Fill results_summary after the run.

Block E — cost calibration

  • In experiments/34-cost-calibration/calibrate.py, run a short fixed workload (10 requests) at three rate settings: LLM_RATE_USD_PER_HOUR=0.085, 0.17, 0.34.
  • For each, record the mean cost_per_request_usd.
  • Verify: the three means are in 1:2:4 ratio (within ~5% noise). That confirms linearity.
  • Commit a plot experiments/34-cost-calibration/linearity.png: x = rate, y = mean cost.

Constraints

  • No prompt/completion bodies stored anywhere. Verify by grep -i prompt experiments/34-load-test/ (should match only the loadtest.js fixtures, not any output).
  • Single-host load test. Don't try to distribute the load generator yet; Phase 35.
  • Don't pin VU count to be CPU-pegging. 100 VUs on Borja's 4-core box should leave the CPU at ~70-80%. If it pegs at 100% with constant queueing, lower to 50 VUs. Document.

Stop conditions

Done when:

  1. src/observability/cost.py exists, conforms to contract.
  2. Every request emits a histogram observation in cost_per_request_usd.
  3. infra/grafana/dashboards/llm.json committed, opens with all 12+ panels populated.
  4. experiments/34-load-test/ has manifest + script + results + screenshot.
  5. experiments/34-cost-calibration/ proves linearity (3 points, 1:2:4 ratio).
  6. PHASE_34_REPORT.md drafted with: peak RPS, p50/p95/p99 latency, error rate, mean cost per 1k completion tokens, p95 cost per 1k completion tokens.

Pitfalls (read before debugging)

  • Cost numbers wildly off. If your cost/1k-tokens is 100× the order-of-magnitude estimate from theory file 02 ($4.8e-4), you're double-counting somewhere or summing all batched requests' decode wall times rather than per-request effective time. Re-read Correction 1.
  • Heatmap panel empty. Heatmap requires the _bucket time series, not the rate. Query sum by (le) (rate(cost_per_request_usd_bucket[1m])) — note the le grouping.
  • Total spend panel shows 0. increase() over a histogram's _sum is fine; over _count it gives you "requests served", not spend.
  • k6 errors out with "max VUs reached". Add options.stages and --vus-max flag.

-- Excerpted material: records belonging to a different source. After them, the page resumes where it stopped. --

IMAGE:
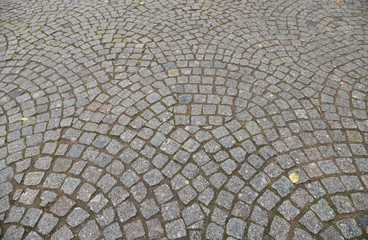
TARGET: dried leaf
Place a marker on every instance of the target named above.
(294, 177)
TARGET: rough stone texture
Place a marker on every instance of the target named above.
(183, 120)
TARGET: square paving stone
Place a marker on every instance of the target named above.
(97, 203)
(62, 206)
(360, 201)
(163, 193)
(323, 210)
(288, 210)
(155, 229)
(331, 233)
(14, 233)
(90, 231)
(279, 228)
(176, 229)
(31, 217)
(149, 208)
(15, 214)
(170, 210)
(192, 214)
(214, 231)
(47, 223)
(311, 222)
(236, 228)
(134, 230)
(126, 211)
(283, 186)
(112, 232)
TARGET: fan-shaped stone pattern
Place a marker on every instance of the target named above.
(146, 119)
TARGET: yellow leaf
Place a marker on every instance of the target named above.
(294, 177)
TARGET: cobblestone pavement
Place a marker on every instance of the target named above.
(183, 119)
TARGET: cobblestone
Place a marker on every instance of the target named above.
(145, 119)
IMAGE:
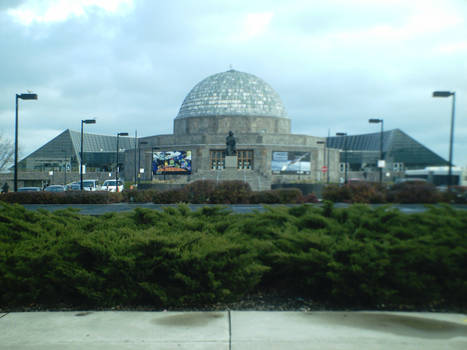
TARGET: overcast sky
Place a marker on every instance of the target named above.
(335, 63)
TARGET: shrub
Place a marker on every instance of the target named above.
(364, 192)
(353, 257)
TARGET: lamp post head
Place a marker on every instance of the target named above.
(442, 93)
(27, 96)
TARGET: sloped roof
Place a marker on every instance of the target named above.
(397, 146)
(69, 143)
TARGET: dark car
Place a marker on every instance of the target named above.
(29, 189)
(55, 188)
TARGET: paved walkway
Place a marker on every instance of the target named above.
(232, 330)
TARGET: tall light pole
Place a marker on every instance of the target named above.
(152, 160)
(64, 168)
(136, 171)
(345, 154)
(23, 97)
(381, 161)
(451, 138)
(324, 156)
(81, 163)
(139, 159)
(117, 167)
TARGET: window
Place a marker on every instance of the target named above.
(245, 159)
(217, 159)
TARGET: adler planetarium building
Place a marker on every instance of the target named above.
(265, 151)
(230, 126)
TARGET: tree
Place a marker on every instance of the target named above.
(7, 151)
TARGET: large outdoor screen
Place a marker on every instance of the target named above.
(291, 163)
(171, 162)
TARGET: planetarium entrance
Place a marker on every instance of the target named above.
(244, 159)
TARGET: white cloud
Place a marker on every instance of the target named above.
(255, 24)
(48, 11)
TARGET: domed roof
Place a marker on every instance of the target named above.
(232, 93)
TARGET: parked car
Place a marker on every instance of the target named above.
(109, 185)
(74, 186)
(29, 189)
(88, 185)
(55, 188)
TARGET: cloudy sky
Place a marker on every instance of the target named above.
(335, 63)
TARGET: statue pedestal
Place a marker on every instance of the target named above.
(231, 162)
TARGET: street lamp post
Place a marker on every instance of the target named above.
(81, 163)
(324, 155)
(139, 159)
(345, 154)
(117, 167)
(28, 96)
(381, 161)
(451, 138)
(64, 168)
(152, 160)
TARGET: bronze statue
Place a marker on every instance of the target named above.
(230, 142)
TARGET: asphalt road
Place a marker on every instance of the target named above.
(99, 209)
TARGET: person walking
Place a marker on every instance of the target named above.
(5, 187)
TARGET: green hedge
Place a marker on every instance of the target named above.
(407, 192)
(355, 257)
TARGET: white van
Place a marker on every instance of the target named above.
(109, 185)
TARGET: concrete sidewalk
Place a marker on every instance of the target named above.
(232, 330)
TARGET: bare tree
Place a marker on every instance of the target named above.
(7, 151)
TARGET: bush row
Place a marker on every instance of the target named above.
(357, 257)
(407, 192)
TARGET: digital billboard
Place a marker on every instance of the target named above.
(171, 162)
(291, 163)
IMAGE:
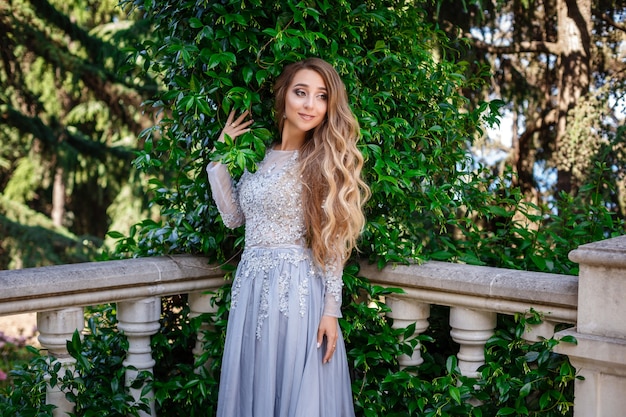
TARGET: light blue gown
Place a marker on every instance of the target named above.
(272, 365)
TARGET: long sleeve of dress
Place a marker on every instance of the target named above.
(225, 195)
(333, 283)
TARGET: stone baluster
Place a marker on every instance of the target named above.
(139, 320)
(536, 332)
(55, 329)
(405, 312)
(599, 354)
(471, 329)
(200, 303)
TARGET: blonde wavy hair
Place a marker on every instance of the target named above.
(333, 191)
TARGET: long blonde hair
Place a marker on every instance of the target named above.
(333, 192)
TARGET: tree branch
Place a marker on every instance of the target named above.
(36, 127)
(531, 46)
(606, 18)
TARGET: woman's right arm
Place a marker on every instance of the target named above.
(225, 195)
(222, 185)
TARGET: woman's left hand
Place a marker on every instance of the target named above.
(329, 327)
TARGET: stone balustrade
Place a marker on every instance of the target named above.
(592, 302)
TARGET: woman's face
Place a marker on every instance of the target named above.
(306, 102)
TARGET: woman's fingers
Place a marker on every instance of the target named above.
(328, 328)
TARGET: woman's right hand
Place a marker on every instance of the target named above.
(235, 127)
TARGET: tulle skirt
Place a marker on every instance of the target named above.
(271, 364)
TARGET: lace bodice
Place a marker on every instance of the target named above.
(269, 202)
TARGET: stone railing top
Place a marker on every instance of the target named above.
(608, 253)
(91, 283)
(482, 288)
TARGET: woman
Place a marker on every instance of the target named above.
(284, 354)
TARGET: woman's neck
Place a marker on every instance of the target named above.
(290, 141)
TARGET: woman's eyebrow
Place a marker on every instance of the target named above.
(307, 86)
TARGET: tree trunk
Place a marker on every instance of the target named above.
(574, 38)
(58, 198)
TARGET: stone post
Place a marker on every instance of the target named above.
(55, 329)
(405, 312)
(600, 354)
(471, 329)
(139, 320)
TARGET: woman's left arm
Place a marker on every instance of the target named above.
(329, 325)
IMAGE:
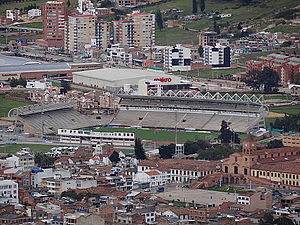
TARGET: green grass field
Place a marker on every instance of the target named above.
(288, 109)
(253, 56)
(8, 104)
(162, 135)
(3, 39)
(211, 74)
(33, 147)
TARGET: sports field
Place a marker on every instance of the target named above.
(162, 135)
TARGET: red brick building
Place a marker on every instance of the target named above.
(284, 65)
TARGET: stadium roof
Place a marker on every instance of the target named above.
(115, 74)
(34, 67)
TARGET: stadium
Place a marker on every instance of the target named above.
(48, 118)
(190, 110)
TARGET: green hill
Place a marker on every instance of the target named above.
(260, 15)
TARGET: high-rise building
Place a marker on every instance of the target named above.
(144, 29)
(217, 56)
(86, 7)
(102, 34)
(123, 32)
(177, 58)
(80, 33)
(137, 30)
(9, 192)
(208, 38)
(54, 21)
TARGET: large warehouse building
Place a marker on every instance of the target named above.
(115, 77)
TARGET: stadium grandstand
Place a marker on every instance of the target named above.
(192, 111)
(48, 118)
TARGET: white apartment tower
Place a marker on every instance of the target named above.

When to consult solutions/

After all six Stop conditions pass and a PHASE_34_REPORT.md draft exists. Solution at solutions/03-cost-and-loadtest-ref.md walks through expected numbers for Borja's specific hardware.


Phase done. Write PHASE_34_REPORT.md, run /phase-report 34, then stop and await Borja's proceed.